1976, eigentlich sogar schon 1974, hat Jacques Tardi seine Serie „Adeles ungewöhnliche Abenteuer“ gestartet. Es erschienen bis Mitte der 80er Jahre sieben Bände, in den 90ern folgten zwei weitere und 2007 erschien ein zehnter Band mit offenem Ende. 15 Jahre später ist nun endlich der Abschluss der Reihe um die resolute Autorin Adele da, die sich widerwillig mit allen möglichen Gaunern und Monstern herumschlagen muss. Die Handlung von „Das Baby im Park Buttes-Chaumont“ in Worte zu fassen, erscheint indes fast unmöglich, bei all dem Irrsinn, der sich hier im Jahr 1923 ereignet. Sicher kein Zufall, dass der Band genau jetzt erscheint: 100 Jahre später. Alle Adele Blanc-Sec-Geschichten sind gerade in drei Sammelbänden (ebenfalls bei Schreiber & Leser) erschienen.
Auch bei „Der lachende Vampir“ von Suehiro Maruo hat es etwas gedauert. Der erste Band erschien 1998 in Japan und 2003 in Deutschland, der zweite 2004 nur in Japan. Erst mit der Neuauflage von Band 1 kommen nun, 20 Jahre später, die Leser:innen auch hier in den Genuss der ganzen Geschichte. Wobei Genuss in Anführungszeichen stehen sollte, da die Geister-Vampir-Gewürm-Splatter-Sex-Orgie auf der Ebene alles Bisherige in den Schatten stellt, wenn eine Dämonin einen Mittelschüler zum Vampir macht, der eine Mitschülerin infiziert, und sie gemeinsam auf Rachefeldzug gehen. Vielleicht die japanisch-tobende Teenage Angst-Version von Charles Burns „Black Hole“?

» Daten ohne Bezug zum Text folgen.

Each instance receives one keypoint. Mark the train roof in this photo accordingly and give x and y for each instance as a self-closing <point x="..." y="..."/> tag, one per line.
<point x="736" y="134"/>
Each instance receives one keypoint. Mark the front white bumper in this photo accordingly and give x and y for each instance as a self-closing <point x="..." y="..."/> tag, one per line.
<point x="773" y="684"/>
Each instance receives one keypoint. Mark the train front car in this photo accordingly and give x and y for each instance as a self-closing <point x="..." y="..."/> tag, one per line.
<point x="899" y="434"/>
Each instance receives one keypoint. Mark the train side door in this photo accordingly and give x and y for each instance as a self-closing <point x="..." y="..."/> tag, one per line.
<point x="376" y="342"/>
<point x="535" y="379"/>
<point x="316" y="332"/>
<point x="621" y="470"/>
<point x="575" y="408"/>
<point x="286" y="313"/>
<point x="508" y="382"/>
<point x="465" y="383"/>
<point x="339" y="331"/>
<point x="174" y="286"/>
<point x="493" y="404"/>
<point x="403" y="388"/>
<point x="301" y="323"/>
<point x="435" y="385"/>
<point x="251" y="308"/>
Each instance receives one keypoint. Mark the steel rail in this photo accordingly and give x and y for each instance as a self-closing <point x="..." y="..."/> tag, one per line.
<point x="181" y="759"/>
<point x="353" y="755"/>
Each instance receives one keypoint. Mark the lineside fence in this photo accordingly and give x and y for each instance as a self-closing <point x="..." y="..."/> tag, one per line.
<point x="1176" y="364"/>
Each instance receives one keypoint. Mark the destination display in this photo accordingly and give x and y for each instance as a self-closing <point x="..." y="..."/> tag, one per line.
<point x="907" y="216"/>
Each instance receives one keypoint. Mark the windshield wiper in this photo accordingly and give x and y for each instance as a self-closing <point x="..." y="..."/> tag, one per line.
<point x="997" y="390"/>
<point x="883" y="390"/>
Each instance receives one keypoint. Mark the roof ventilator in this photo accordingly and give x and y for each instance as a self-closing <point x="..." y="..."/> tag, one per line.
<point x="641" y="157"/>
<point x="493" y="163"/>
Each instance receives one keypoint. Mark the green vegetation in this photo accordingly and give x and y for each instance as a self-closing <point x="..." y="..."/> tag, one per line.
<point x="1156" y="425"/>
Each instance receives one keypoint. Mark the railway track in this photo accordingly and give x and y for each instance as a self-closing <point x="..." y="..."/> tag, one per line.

Vielzeichner Lewis Trondheim („Donjon“, „Herr Hase“) zeichnet nicht nur viel, er schreibt seine Comics auch selber. Damit keine Langeweile aufkommt, schreibt er mitunter auch noch Geschichten für andere Zeichner wie zum Beispiel Hubert Chevillard. Neben Comics macht er noch Animationsfilme und Videospiele. In „Ich bleibe“ taucht er das sommerliche Mittelmeer-Szenario in helle Farben. Trondheims faszinierender Plot erzählt von einem Paar und seinen Urlaubsplänen. Direkt beim ersten Spaziergang am Meer stirbt der Mann, die Frau bleibt alleine mit dem vollgestopften Terminkalender des Manns für den Urlaub zurück. Dass sie in der Beziehung kaum Platz hatte, wird ebenso schnell klar wie dass die Planung des Mannes nicht nach den Wünschen der Frau ausgerichtet war. Nun lässt sie sich treiben. Nicht als Trauernde, sondern als sich Trauende (avant verlag).